In Europe, both London and Paris closed with gains above 2.2% at 6,059.50 points and 4,417.02 points respectively. In Frankfurt, the DAX 30 was up 1.6% at 9,798.11 points at close.
Wall Street also pushed higher yesterday despite data showing the US economy slowed sharply in the fourth quarter of last year to a 0.7% annual rate, down from 2.0% in the third quarter. 
The Dow Jones Industrial Average was up 1.2% in midday trade. 
But the BoJ’s move “is really a tacit admission that the outlook stinks,” said Briefing.com analyst Patrick O’Hare. 
And it is the poor outlook that led markets worldwide enduring a brutal start to 2016, despite yesterday’s rebound. 
US markets are in line to end January with considerable losses, with the Dow down over 6% for the month, and the tech-heavy NASDAQ Composite around 9% lower. 
Equities US rallied as traders seized on the BoJ’s announcement that it would charge banks to hold their cash, in news that also sent the yen tumbling. 
The Bank of Japan’s unprecedented decision to adopt a below-zero interest rate mirrors the European Central Bank (ECB) and the Swiss National Bank (SNB) — which both first unveiled negative rates in 2014. 
The policy is the BoJ’s latest weapon to spur lending and is part of its long-running fight against anaemic economic growth and deflation. After the news Tokyo’s Nikkei stock index soared and the yen plunged. 
The -0.1 deposit rate aims to give Japanese banks an incentive to boost lending, which in turn should help fuel economic growth. 
Policymakers hope that putting more cash in shoppers’ wallets will spur spending and move Japan closer to the bank’s 2.0% inflation goal. 
Lower interest rates tend to be positive for stock markets because they make equities a more attractive asset for investors, while boosting liquidity and hopes of economic growth. 

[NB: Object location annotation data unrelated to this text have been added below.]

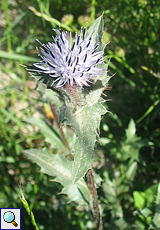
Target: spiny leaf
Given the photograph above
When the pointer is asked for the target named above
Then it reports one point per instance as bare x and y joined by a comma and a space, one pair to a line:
85, 123
57, 166
52, 136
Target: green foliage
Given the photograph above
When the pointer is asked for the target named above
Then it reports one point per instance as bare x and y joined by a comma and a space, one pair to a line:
128, 162
57, 166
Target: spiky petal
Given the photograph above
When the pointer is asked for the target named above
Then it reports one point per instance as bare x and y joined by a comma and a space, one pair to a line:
70, 62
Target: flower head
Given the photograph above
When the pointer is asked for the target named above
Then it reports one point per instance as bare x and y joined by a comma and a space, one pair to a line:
70, 62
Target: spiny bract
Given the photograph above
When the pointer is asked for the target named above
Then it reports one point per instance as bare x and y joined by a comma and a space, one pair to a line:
70, 62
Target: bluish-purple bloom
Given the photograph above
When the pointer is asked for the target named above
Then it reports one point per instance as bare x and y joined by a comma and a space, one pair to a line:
70, 62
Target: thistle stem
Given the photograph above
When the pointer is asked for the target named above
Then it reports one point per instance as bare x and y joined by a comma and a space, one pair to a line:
61, 130
92, 188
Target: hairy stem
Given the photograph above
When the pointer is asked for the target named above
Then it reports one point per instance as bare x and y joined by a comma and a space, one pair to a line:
61, 130
92, 188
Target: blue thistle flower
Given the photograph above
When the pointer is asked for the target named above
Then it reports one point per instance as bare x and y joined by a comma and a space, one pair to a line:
70, 62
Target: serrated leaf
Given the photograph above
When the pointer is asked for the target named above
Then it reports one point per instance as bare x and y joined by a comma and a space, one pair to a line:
57, 166
85, 123
51, 135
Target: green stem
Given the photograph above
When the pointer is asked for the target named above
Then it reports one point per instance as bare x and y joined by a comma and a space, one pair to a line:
61, 130
92, 188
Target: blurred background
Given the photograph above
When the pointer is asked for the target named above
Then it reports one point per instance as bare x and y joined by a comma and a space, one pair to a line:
127, 154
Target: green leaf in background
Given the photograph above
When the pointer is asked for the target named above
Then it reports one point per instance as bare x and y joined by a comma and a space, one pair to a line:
51, 135
57, 166
14, 56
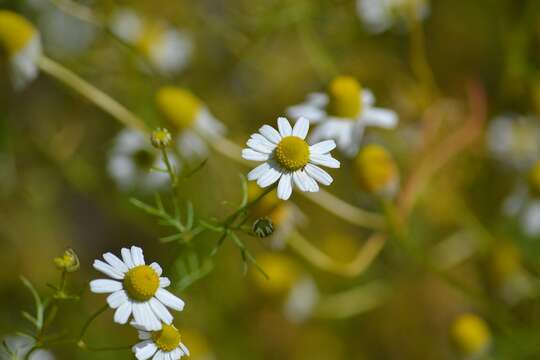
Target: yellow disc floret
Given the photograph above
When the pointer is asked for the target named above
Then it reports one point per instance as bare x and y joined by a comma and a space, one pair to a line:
345, 97
15, 32
178, 105
292, 153
375, 169
470, 334
141, 282
167, 339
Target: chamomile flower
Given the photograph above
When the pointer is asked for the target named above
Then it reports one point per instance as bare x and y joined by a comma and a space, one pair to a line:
16, 347
136, 289
192, 120
22, 44
164, 344
131, 159
343, 113
380, 15
168, 49
288, 158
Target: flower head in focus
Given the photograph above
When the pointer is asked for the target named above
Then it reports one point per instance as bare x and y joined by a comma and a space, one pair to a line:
288, 158
22, 44
131, 161
163, 344
471, 335
190, 117
343, 113
168, 49
136, 289
380, 15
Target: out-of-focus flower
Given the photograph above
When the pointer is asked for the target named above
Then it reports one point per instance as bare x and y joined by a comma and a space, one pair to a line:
68, 262
514, 140
343, 114
376, 171
136, 288
168, 49
288, 158
131, 160
22, 44
164, 344
288, 282
191, 118
471, 335
17, 347
381, 15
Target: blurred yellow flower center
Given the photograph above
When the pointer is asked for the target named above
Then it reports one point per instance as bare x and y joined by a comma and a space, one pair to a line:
375, 168
141, 282
178, 105
470, 334
345, 97
15, 32
167, 339
292, 153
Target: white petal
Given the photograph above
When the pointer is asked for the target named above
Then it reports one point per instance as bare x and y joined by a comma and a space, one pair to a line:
115, 262
144, 350
270, 133
156, 268
161, 311
325, 160
107, 269
117, 298
258, 171
380, 117
123, 313
269, 177
284, 127
105, 286
126, 256
322, 147
260, 146
301, 128
250, 154
169, 299
318, 174
137, 256
285, 187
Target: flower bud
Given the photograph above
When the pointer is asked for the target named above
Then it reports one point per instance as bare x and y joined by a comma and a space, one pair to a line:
376, 171
161, 138
68, 262
263, 227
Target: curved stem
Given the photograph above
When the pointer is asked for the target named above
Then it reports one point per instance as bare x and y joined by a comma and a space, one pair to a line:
98, 97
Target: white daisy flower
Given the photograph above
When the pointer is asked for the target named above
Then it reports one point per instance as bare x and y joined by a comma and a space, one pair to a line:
131, 159
22, 44
288, 158
136, 289
192, 120
168, 49
380, 15
343, 113
17, 347
164, 344
514, 140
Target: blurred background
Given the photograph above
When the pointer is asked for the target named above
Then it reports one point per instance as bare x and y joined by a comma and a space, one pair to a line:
458, 276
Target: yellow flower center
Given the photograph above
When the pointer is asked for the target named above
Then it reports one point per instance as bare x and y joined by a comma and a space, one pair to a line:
178, 105
470, 334
345, 97
375, 169
15, 32
292, 153
167, 339
141, 282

Trading floors across the world have been awash with red in January as investors endured one of the worst starts to a year in recent history, with markets hit by China’s bumpy economic slowdown, weak global growth and crashing oil prices. 
The BoJ also warned yesterday over the negative impact of the economic crisis gripping key trading partner China — a crucial driver of global growth — and said it was prepared to cut rates further below -0.1% “as necessary”.